As shown in the figure, it is assumed that there are stereo cameras corrected for distortion correction and parallelization processing. It consists of two cameras.At that time, the image plane is exactly on the same plane and has an exactly parallel optical axis (the optical axis is also called a principal ray in a ray passing from the projection center O to the principal point c) and the same focal length f.
Here we assume that the principal points Cxleft and Cxright are calibrated and have the same pixel coordinates in the left and right images, respectively. Furthermore, assuming that the rows of these images are present and all the rows of pixels in one camera are exactly aligned with the corresponding rows of another camera, the point P in the real world Let's assume that it exists in the left and right image view and has xl and xr as its horizontal coordinates.
At this time, the parallax is defined as d = xl - xr, and the depth Z can be derived by triangulation principle.
From the above equation, since the depth is inversely proportional to parallax, when the parallax is close to 0 (in the case of a distant object), the depth changes greatly, and in the case where the parallax is large (in the case of a nearby object) ,even if the parallax is slightly different, there is a feature that the influence on the depth becomes small. For this reason, the stereo camera system exerts high resolution especially for objects relatively close to the camera.
5-2. Calculation processing unit
In image processing, NVIDIA's GPU (Graphics Processing Unit) famous for image processing computer, CPU (Central Processing Unit) such as Intel Core i7 and i5, etc. are utilized in PC (personal computer) based processing.
Since GPU is specialized for image processing and development, processing can be performed more efficiently than CPU. In addition, there are cases where image processing is performed using FPGA (Field Programmable Gate Array) when limiting the purpose. FPGA is famous for Altera company acquired by Intel.
The FPGA is an LSI that can design a circuit configuration by programming, and since it constitutes a circuit by programming, it is possible to change the circuit configuration inside the chip, and it is possible to change the program.There are cases where it can be made and used in terms of cost, development period, etc.
5-3. About image processing programming (Open CV)
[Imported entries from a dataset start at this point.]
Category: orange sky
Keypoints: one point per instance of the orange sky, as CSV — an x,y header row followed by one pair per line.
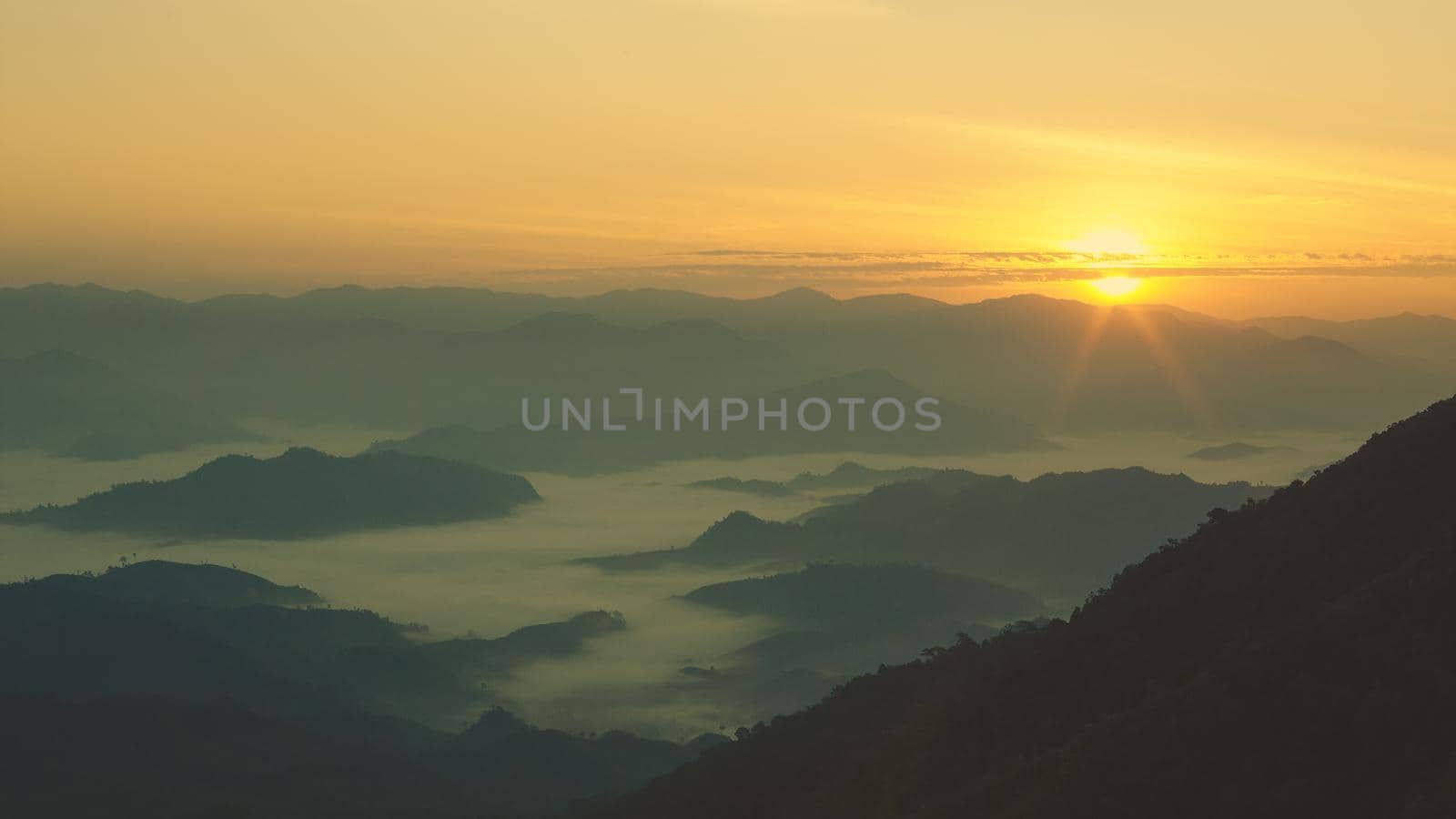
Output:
x,y
1251,157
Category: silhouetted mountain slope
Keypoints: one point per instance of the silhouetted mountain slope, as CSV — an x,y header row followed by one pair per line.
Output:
x,y
531,771
747,486
1067,530
449,356
1424,339
75,407
157,758
553,450
76,637
298,494
147,756
1293,658
492,658
841,620
184,583
1238,450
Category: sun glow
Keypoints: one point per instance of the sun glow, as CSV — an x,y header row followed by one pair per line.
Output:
x,y
1110,242
1117,286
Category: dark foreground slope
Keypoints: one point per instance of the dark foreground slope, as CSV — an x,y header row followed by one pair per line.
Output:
x,y
1295,658
298,494
171,690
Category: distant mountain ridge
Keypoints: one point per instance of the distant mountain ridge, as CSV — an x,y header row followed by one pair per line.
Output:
x,y
1062,365
577,450
302,493
75,407
1069,531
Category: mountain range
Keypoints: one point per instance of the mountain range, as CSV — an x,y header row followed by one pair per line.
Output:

There are various kinds of image processing programming, but OpenCV (official name: Open Source Computer Vision Library) is an open source computer vision library. The library is written in C and C ++, and various functions required for processing images and movies on a computer are implemented, and since it is distributed under the BSD license, it can be used not only for academic purposes but also for commercial purpose.
In addition, because it is multi-platform compatible, it is characterized by being used in a wide range of scenes.
Characteristics of OpenCV are C / C ++, Java, Python, MATLAB libraries that can be used in various environments and have functions such as image processing / image analysis and machine learning. As platforms, there are features supporting all POSIX-compliant Unix-like OS such as macOS and FreeBSD, Linux, Windows, Android, iOS, etc.
Application of general-purpose image processing programming environment makes it easy to apply to stereo vision system and development of built-in system of stereo vision algorithm, which will shorten development time and reduce price of developed product.